Rape and forced circumcisions are being reported in Nairobi.

Amid the violence that engulfed several residential areas of the Kenyan capital following the declaration of controversial results of the presidential elections, women in particular have been targetted, with at least one hospital reporting a rise in the number of rape victims seeking treatment.

The Nairobi Women’s Hospital said it had on 31 December received 19 rape cases, almost double the daily average.

Violence erupted mostly in the slums of Nairobi and other areas soon after the Electoral Commission of Kenya announced that incumbent President Mwai Kibaki had won the poll, beating his opposition rival challenger Raila Odinga, who immediately rejected the result citing alleged rigging of the poll in Kibaki’s favour.

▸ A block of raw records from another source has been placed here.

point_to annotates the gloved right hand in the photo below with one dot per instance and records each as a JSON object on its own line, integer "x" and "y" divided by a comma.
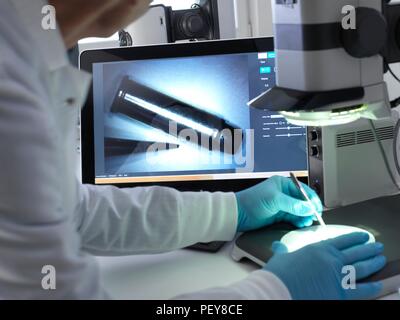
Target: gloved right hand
{"x": 315, "y": 272}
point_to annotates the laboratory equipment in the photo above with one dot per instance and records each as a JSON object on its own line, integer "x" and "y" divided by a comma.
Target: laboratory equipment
{"x": 331, "y": 58}
{"x": 378, "y": 216}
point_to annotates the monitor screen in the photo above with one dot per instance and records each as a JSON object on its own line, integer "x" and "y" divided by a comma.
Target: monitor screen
{"x": 187, "y": 119}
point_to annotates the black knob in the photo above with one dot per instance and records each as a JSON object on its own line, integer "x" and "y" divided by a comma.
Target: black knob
{"x": 192, "y": 24}
{"x": 314, "y": 151}
{"x": 314, "y": 136}
{"x": 370, "y": 35}
{"x": 317, "y": 188}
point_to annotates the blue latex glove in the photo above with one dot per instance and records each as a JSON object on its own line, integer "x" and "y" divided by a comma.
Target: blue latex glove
{"x": 275, "y": 200}
{"x": 315, "y": 272}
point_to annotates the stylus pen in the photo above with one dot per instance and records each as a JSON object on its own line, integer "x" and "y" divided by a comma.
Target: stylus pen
{"x": 307, "y": 198}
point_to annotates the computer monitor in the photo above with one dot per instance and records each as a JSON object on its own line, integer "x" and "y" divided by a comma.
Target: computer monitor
{"x": 177, "y": 115}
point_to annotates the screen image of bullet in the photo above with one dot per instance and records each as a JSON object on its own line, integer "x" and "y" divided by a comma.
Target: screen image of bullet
{"x": 117, "y": 147}
{"x": 158, "y": 110}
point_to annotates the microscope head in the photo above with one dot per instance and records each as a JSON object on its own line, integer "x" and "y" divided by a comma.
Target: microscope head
{"x": 329, "y": 64}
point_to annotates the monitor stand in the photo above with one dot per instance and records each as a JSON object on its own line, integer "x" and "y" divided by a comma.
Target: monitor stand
{"x": 381, "y": 217}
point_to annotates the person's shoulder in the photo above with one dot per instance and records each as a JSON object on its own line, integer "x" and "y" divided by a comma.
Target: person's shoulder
{"x": 16, "y": 42}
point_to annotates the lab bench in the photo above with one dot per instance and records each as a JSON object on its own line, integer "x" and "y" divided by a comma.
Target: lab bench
{"x": 165, "y": 276}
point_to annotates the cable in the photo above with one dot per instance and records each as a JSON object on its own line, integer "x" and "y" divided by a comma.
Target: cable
{"x": 395, "y": 143}
{"x": 385, "y": 159}
{"x": 396, "y": 102}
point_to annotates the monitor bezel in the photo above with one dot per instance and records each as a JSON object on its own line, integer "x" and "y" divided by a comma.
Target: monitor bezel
{"x": 191, "y": 49}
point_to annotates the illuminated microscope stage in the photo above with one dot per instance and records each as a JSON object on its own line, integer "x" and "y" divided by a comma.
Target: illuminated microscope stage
{"x": 379, "y": 217}
{"x": 297, "y": 239}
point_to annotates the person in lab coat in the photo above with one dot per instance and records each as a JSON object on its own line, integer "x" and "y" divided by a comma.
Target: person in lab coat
{"x": 48, "y": 219}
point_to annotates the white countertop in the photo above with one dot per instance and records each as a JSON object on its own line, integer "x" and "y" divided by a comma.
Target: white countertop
{"x": 164, "y": 276}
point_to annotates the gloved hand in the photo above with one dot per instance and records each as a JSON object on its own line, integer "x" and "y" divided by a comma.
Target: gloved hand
{"x": 272, "y": 201}
{"x": 315, "y": 272}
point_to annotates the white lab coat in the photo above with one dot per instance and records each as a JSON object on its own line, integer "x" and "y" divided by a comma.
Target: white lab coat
{"x": 47, "y": 217}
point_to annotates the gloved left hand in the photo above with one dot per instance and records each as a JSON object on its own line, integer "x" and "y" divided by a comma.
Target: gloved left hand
{"x": 275, "y": 200}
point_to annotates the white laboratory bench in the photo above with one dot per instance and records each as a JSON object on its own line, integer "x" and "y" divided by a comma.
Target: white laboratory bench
{"x": 164, "y": 276}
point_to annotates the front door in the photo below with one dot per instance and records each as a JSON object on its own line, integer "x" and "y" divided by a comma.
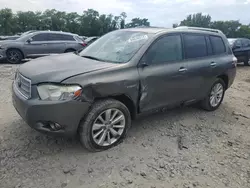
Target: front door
{"x": 38, "y": 45}
{"x": 162, "y": 74}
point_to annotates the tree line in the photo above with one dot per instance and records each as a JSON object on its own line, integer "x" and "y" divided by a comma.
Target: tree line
{"x": 92, "y": 23}
{"x": 231, "y": 28}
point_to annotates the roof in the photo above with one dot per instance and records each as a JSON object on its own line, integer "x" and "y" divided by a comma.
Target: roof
{"x": 147, "y": 29}
{"x": 56, "y": 32}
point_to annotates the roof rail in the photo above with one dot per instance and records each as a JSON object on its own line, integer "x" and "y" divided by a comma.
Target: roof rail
{"x": 199, "y": 28}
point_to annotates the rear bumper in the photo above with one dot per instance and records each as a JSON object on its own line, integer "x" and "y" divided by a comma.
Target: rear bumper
{"x": 231, "y": 76}
{"x": 38, "y": 113}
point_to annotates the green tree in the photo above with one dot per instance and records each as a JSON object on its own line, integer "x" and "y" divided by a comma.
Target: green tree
{"x": 135, "y": 22}
{"x": 229, "y": 28}
{"x": 7, "y": 22}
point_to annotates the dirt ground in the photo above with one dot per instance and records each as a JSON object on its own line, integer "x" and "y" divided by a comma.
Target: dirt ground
{"x": 184, "y": 147}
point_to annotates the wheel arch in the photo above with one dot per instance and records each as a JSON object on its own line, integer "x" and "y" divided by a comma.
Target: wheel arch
{"x": 14, "y": 48}
{"x": 225, "y": 78}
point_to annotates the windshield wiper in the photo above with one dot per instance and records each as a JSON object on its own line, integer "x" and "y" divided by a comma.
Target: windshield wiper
{"x": 91, "y": 57}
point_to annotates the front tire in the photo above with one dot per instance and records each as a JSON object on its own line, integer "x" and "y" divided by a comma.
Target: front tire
{"x": 215, "y": 96}
{"x": 105, "y": 125}
{"x": 14, "y": 56}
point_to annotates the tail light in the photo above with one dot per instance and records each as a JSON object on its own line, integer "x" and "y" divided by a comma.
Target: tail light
{"x": 235, "y": 61}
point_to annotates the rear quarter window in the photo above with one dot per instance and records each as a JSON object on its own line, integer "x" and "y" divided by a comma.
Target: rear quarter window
{"x": 218, "y": 45}
{"x": 195, "y": 46}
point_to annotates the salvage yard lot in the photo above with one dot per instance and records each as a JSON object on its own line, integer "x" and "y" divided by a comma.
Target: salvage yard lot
{"x": 184, "y": 147}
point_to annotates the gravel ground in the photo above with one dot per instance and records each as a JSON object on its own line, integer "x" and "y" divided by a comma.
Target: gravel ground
{"x": 185, "y": 147}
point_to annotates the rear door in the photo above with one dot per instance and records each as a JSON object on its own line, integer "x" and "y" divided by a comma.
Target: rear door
{"x": 198, "y": 64}
{"x": 238, "y": 50}
{"x": 57, "y": 43}
{"x": 162, "y": 74}
{"x": 38, "y": 45}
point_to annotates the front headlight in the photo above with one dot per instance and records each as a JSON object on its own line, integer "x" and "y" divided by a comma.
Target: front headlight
{"x": 58, "y": 92}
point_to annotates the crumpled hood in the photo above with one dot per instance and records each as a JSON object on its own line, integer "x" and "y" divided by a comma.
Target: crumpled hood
{"x": 56, "y": 68}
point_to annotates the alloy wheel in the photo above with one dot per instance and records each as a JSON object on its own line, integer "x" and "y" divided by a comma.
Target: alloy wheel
{"x": 108, "y": 127}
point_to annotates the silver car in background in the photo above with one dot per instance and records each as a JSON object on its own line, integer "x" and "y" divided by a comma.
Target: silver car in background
{"x": 40, "y": 43}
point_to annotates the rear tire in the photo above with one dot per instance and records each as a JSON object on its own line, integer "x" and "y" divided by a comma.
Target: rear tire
{"x": 247, "y": 61}
{"x": 91, "y": 125}
{"x": 215, "y": 96}
{"x": 69, "y": 50}
{"x": 14, "y": 56}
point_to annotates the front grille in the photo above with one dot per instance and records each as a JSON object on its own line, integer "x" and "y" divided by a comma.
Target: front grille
{"x": 23, "y": 85}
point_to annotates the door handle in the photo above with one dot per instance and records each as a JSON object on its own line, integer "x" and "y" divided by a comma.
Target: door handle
{"x": 213, "y": 64}
{"x": 182, "y": 69}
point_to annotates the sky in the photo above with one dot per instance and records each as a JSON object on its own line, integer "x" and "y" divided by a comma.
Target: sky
{"x": 159, "y": 12}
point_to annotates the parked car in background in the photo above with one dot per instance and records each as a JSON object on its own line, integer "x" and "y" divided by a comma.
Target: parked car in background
{"x": 90, "y": 40}
{"x": 241, "y": 49}
{"x": 97, "y": 92}
{"x": 40, "y": 43}
{"x": 14, "y": 37}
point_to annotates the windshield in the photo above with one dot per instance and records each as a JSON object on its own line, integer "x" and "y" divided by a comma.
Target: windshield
{"x": 231, "y": 41}
{"x": 89, "y": 39}
{"x": 118, "y": 46}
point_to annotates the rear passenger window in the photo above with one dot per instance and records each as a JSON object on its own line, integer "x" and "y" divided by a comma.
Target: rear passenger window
{"x": 166, "y": 49}
{"x": 218, "y": 45}
{"x": 195, "y": 46}
{"x": 60, "y": 37}
{"x": 68, "y": 37}
{"x": 245, "y": 43}
{"x": 55, "y": 37}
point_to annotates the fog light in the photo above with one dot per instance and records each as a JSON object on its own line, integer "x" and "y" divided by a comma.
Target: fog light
{"x": 55, "y": 126}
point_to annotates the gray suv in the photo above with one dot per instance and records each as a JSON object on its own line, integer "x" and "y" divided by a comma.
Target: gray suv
{"x": 38, "y": 44}
{"x": 127, "y": 72}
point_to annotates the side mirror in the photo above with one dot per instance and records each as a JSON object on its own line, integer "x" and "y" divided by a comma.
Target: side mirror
{"x": 236, "y": 46}
{"x": 29, "y": 40}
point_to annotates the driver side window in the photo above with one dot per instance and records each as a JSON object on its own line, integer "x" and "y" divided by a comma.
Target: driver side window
{"x": 166, "y": 49}
{"x": 237, "y": 43}
{"x": 40, "y": 37}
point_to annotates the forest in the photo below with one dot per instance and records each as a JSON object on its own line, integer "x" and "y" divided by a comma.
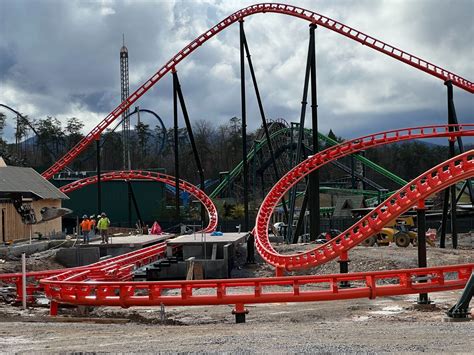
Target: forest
{"x": 40, "y": 142}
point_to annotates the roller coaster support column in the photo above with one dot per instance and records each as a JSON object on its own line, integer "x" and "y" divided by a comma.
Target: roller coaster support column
{"x": 290, "y": 237}
{"x": 314, "y": 203}
{"x": 460, "y": 311}
{"x": 421, "y": 241}
{"x": 240, "y": 311}
{"x": 250, "y": 240}
{"x": 176, "y": 147}
{"x": 264, "y": 120}
{"x": 452, "y": 119}
{"x": 191, "y": 139}
{"x": 99, "y": 188}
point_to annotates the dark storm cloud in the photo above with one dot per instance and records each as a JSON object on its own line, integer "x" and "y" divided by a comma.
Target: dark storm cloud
{"x": 60, "y": 58}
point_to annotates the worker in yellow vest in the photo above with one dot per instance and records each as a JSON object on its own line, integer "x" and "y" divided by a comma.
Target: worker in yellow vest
{"x": 103, "y": 226}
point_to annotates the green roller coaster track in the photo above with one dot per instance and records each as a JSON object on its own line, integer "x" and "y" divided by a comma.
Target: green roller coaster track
{"x": 259, "y": 145}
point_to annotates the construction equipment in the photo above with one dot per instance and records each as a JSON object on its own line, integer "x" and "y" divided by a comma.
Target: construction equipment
{"x": 402, "y": 231}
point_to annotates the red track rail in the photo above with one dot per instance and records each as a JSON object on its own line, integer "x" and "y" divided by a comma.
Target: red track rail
{"x": 290, "y": 10}
{"x": 110, "y": 264}
{"x": 257, "y": 290}
{"x": 434, "y": 180}
{"x": 154, "y": 176}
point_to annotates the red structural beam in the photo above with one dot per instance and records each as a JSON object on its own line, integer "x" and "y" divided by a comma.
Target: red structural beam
{"x": 140, "y": 256}
{"x": 290, "y": 10}
{"x": 153, "y": 176}
{"x": 258, "y": 290}
{"x": 436, "y": 179}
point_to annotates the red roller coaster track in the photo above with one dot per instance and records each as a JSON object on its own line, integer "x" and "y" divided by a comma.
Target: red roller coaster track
{"x": 239, "y": 15}
{"x": 436, "y": 179}
{"x": 154, "y": 176}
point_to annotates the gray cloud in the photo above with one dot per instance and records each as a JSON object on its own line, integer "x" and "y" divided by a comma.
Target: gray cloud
{"x": 60, "y": 58}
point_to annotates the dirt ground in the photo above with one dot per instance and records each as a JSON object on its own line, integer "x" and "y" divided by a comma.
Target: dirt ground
{"x": 376, "y": 326}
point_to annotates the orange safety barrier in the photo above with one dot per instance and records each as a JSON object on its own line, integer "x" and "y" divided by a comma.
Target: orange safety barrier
{"x": 257, "y": 290}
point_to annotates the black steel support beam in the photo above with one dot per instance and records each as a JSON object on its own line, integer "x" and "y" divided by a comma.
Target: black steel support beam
{"x": 264, "y": 120}
{"x": 99, "y": 187}
{"x": 314, "y": 201}
{"x": 444, "y": 219}
{"x": 176, "y": 148}
{"x": 250, "y": 239}
{"x": 191, "y": 139}
{"x": 461, "y": 308}
{"x": 130, "y": 225}
{"x": 290, "y": 237}
{"x": 299, "y": 224}
{"x": 421, "y": 241}
{"x": 452, "y": 120}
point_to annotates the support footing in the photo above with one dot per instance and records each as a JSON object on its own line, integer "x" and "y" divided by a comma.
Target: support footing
{"x": 455, "y": 320}
{"x": 425, "y": 307}
{"x": 240, "y": 312}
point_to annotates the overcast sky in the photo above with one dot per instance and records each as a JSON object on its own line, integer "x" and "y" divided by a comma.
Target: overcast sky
{"x": 61, "y": 58}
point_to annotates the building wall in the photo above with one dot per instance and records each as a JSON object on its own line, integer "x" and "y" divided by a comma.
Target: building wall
{"x": 15, "y": 229}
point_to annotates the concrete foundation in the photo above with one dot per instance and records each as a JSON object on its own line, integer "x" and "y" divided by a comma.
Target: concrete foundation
{"x": 16, "y": 250}
{"x": 214, "y": 255}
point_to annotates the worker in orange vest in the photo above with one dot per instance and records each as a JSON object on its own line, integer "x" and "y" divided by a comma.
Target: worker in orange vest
{"x": 85, "y": 228}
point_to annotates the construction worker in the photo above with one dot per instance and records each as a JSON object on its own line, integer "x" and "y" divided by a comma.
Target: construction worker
{"x": 103, "y": 226}
{"x": 93, "y": 226}
{"x": 85, "y": 228}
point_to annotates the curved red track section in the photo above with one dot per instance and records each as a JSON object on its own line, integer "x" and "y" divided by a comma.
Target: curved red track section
{"x": 154, "y": 176}
{"x": 434, "y": 180}
{"x": 290, "y": 10}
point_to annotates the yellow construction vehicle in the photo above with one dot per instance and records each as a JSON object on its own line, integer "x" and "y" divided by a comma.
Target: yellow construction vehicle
{"x": 401, "y": 230}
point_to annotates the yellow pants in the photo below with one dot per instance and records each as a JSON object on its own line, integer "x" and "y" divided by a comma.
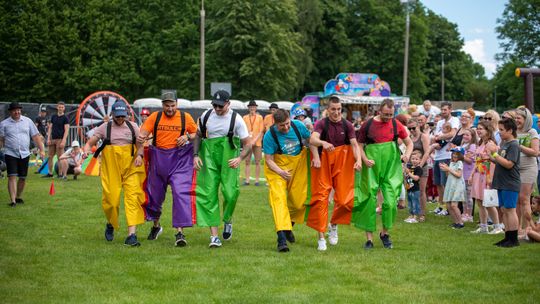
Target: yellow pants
{"x": 287, "y": 198}
{"x": 119, "y": 173}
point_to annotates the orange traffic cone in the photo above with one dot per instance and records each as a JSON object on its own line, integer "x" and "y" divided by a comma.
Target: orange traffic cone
{"x": 51, "y": 189}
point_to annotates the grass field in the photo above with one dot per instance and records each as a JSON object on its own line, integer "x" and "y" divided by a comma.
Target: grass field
{"x": 52, "y": 250}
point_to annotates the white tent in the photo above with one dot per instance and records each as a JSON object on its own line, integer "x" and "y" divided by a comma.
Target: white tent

“It looked like it was mainly systematic gang rapes,” said Sam Thenya, the chief executive officer of the hospital.

“This is just the tip of the iceberg,” he said, adding that those who made it to the hospital had spoken of other rape survivors who could not seek treatment because the security situation prevented them from venturing out of the informal settlements or they lacked transport.

The rape victims in Nairobi came mainly from the slums of Kibera, Korogocho, Mathare and Dandora, according to Thenya. Violence has pitted mainly Odinga’s supporters against communities perceived to have voted for Kibaki, with cases of reprisal attacks also being reported.

Sexual violence has also been reported against men, with the Kenyatta National Hospital in Nairobi on 2 January saying several men had been admitted after they were assaulted during the violence.

“There are several men admitted in various wards after they were subjected to forced circumcision,” a source at the hospital said.

Odinga’s core supporters come from the Luo ethnic group that does not practise circumcision, while Kibaki draws most of his following from the Kikuyu group, one of several tribes in which male circumcision is an essential rite of passage from adolescence to manhood.